Staffing shortcomings also appeared to manifest in the agency’s information-sharing capabilities. In reviewing documentation from seven federal agencies that routinely collaborate with CISA — the Department of Defense’s Defense Cyber Crime Center; the National Security Agency; the Department of Energy’s Office of Cybersecurity, Energy Security, and Emergency Response; the Transportation Security Administration; the U.S. Coast Guard; the Federal
Railroad Administration; and the Pipeline and Hazardous Materials Safety Administration — the GAO found positive outcomes from six, but notable challenges from four.
Three agencies — CESER, FRA and USCG — said CISA has been “ineffectively sharing information with critical infrastructure owners and operators,” while PHMSA said CISA is falling short on a process to inform those stakeholders about cyber threats, the report said.
“PHMSA officials told us that they would like CISA to leverage their expertise and daily interaction with the sector to help increase communication of threats to all pipeline operators and their OT systems,” the GAO stated.
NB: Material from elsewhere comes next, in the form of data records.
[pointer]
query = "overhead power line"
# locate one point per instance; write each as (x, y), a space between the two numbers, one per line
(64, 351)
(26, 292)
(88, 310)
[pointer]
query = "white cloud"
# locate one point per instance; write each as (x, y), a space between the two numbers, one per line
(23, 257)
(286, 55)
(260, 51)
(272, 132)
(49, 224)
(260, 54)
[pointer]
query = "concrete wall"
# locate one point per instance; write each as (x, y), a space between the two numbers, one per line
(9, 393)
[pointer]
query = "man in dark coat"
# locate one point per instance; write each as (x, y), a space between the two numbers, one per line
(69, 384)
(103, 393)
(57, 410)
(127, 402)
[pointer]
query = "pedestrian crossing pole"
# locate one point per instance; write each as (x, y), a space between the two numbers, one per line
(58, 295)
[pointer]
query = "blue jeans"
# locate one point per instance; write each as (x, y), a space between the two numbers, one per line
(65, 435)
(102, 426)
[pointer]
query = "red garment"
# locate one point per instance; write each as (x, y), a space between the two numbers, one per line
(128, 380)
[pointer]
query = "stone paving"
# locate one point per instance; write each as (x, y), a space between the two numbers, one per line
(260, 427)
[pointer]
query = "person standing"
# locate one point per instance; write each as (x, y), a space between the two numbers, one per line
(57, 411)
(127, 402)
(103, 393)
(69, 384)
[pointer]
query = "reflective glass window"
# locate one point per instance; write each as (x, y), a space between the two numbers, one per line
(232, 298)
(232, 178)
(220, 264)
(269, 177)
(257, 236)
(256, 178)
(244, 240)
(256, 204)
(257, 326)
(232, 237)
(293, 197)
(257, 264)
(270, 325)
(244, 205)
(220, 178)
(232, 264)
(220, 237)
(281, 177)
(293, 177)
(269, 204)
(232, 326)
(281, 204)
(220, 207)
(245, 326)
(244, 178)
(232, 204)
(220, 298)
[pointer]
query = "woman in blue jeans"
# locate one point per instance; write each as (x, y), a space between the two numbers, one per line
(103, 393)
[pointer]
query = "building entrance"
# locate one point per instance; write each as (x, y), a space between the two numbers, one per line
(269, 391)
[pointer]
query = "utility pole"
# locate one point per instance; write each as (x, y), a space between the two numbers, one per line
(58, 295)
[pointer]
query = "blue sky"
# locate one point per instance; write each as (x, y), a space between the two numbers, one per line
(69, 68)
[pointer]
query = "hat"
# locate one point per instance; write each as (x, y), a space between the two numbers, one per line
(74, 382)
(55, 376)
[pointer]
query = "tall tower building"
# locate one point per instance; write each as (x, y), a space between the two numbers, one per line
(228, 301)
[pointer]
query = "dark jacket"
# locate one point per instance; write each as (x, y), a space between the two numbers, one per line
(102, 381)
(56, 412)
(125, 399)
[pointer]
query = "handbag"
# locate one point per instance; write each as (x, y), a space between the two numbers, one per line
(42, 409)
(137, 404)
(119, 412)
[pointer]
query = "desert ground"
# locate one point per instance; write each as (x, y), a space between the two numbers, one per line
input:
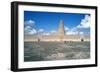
(47, 51)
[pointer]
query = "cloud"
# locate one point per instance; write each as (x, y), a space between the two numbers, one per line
(53, 31)
(73, 31)
(41, 30)
(46, 33)
(85, 23)
(66, 28)
(29, 23)
(29, 27)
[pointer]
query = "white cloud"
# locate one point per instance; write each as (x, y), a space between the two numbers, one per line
(29, 23)
(66, 28)
(85, 23)
(29, 27)
(41, 30)
(46, 33)
(33, 31)
(53, 32)
(71, 32)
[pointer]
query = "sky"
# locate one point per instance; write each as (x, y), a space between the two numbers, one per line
(47, 23)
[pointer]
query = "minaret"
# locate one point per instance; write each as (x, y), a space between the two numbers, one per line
(61, 31)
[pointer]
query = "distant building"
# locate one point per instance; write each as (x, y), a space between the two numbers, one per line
(59, 36)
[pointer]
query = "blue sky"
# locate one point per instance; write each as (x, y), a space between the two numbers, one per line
(49, 21)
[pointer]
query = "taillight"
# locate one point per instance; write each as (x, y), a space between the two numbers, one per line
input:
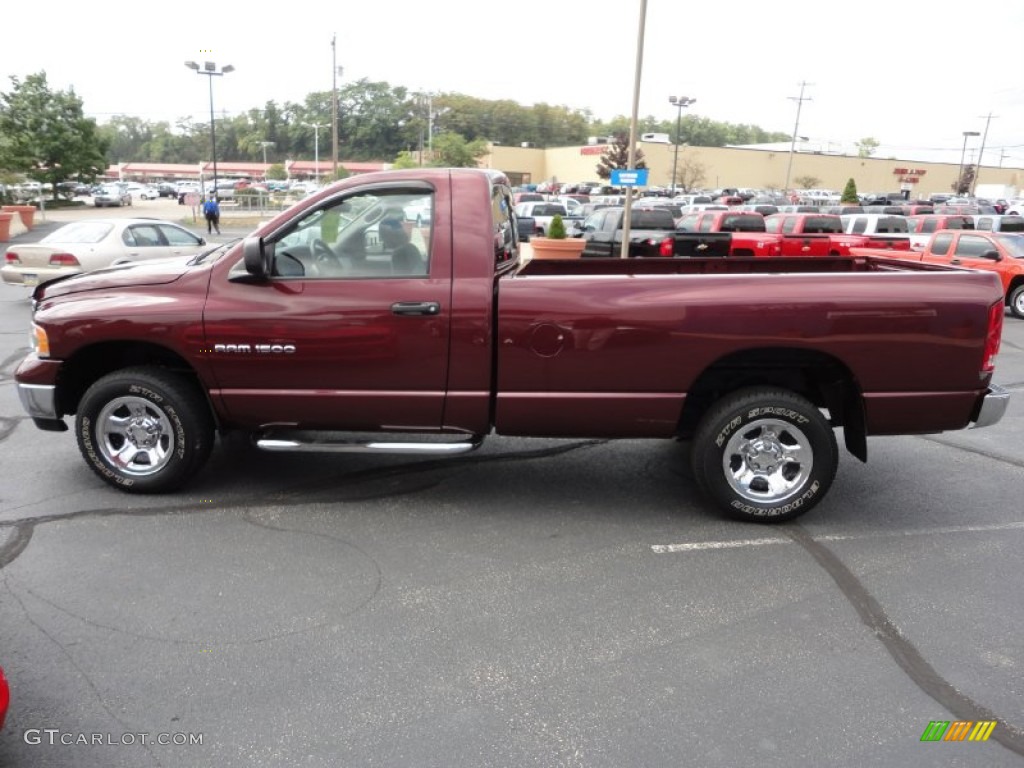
(992, 337)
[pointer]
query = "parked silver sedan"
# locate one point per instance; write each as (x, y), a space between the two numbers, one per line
(113, 196)
(84, 246)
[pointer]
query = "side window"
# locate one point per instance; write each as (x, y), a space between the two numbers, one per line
(176, 237)
(141, 236)
(940, 244)
(379, 233)
(972, 247)
(506, 231)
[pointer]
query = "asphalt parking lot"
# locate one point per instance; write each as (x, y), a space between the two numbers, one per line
(537, 603)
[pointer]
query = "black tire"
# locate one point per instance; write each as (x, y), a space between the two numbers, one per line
(1017, 301)
(155, 421)
(764, 455)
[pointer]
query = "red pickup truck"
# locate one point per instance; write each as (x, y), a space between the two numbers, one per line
(339, 318)
(752, 236)
(1001, 253)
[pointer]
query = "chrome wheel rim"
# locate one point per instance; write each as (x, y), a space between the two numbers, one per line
(767, 461)
(134, 436)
The GAO offered four recommendations to the director of CISA: “measure customer service for its OT products and services, perform effective workforce planning for OT staff, issue guidance to the sector risk management agencies on how to update their plans for coordinating on critical infrastructure issues, and develop a policy on agreements with sector risk management agencies with respect to collaboration.”
The Department of Homeland Security concurred with the GAO’s recommendations for CISA.